“Stript, wounded, beaten nigh to death,
I found him by the highway side.
I roused his pulse, brought back his breath,
Revived his spirit, and supplied
Wine, oil, refreshment—he was healed.
I had myself a wound concealed,
But from that hour forgot the smart,
And peace bound up my broken heart.”
-A Poor Wafaraying Man of Grief, vs. 6. Text by James Montgomery 1771-1854.
This summer we were late to Bryn’s soccer game. Late is not something I do. In our rush (Lindsey was driving) we came to a cross-walk with a round-about. The speed limit dropped to 15 mph but our mini-van speed did not drop. We quickly parked and as I put my special needs child in her stroller a person came up and snidely commented how dangerous we were driving, the speed limit had dropped, and we were going to get somebody killed. Because these comments were directed to my wife, I got a little defensive and simply said, “thanks for the information.”
A few months later we found ourselves in Salt Lake City, Utah waiting family members in downtown. After driving for five hours from Boise, Elise was spent. Putting her coat on outside in the cold weather didn’t help . . . or the fruit snacks . . . or the crackers . . . or the chocolate . . . or water. She was simply done. We parked on the street next to some apartments and from one of the upper floors someone yelled, “Make your kid shut-up!”
Walking to the soccer fields from the parking lot in the summer and walking downtown this winter I thought of the impertinence and audacity that some people have. Who are they to tell me what to do? We have a special needs daughter—doesn’t that give us a pass? Don’t you know how difficult my circumstance is?
As I have thought about those experiences, along with a few others at the store, at church, or elsewhere I have realized that the answers to those questions really aren’t important, and, frankly, neither are the questions. I suppose there is something in human nature that causes us to jump to our own particular plight rather than think of others. Because I have a unique situation, I believed, it automatically made it more important, more deserving, and more credible than any others. In other words, I am not privy to life experience of the fellow driver or the angry apartment tenant; therefore, why should I feel entitled to a special pass or special treatment for our special needs while not allowing others the same.
Each person has a “wound concealed.” Some are more visible than others.
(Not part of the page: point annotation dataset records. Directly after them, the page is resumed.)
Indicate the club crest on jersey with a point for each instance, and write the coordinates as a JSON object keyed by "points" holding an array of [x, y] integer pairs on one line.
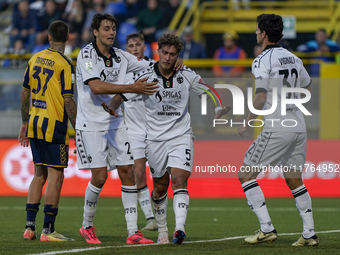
{"points": [[117, 59], [88, 65]]}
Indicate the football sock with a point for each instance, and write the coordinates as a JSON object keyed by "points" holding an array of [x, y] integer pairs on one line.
{"points": [[144, 201], [90, 205], [257, 204], [129, 199], [31, 214], [304, 206], [181, 205], [51, 212], [160, 207]]}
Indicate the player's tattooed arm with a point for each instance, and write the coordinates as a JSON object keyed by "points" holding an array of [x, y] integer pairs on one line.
{"points": [[179, 64], [24, 104], [115, 102], [71, 109]]}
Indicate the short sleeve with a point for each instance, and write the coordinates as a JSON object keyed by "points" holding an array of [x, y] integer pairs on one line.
{"points": [[87, 66]]}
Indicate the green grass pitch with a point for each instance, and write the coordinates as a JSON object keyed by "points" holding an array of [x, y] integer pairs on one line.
{"points": [[214, 226]]}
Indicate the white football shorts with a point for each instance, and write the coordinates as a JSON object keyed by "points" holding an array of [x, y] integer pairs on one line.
{"points": [[103, 149], [278, 148], [177, 152]]}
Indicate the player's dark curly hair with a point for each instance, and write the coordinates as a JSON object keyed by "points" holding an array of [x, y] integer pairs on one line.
{"points": [[98, 18], [58, 30], [169, 40], [273, 26]]}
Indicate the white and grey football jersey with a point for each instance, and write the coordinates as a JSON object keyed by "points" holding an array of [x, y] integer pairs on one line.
{"points": [[167, 113], [276, 67], [134, 110], [92, 65]]}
Some heroes of mine bear the shame of the world because they chose to have eight kids; other heroes carry burdens of broken families or broken hearts. Others have tremendous capacity and potential but find themselves underwhelmed at opportunities to express or increase their talents. The concealed wounds come in the form of abuse, neglect, loneliness, fatigue, and indifference. Understanding that everyone “has a wound concealed” will help each person who has some form of special need to “forg[et] the smart” and have “peace bind up [our] broken hearts.” Simply put, by finding ourselves as the family and parents that have been scoffed and ridiculed by those who simply don’t know, I have found more patience, less judgment, and more gratitude that really has brought greater “peace to my broken heart.”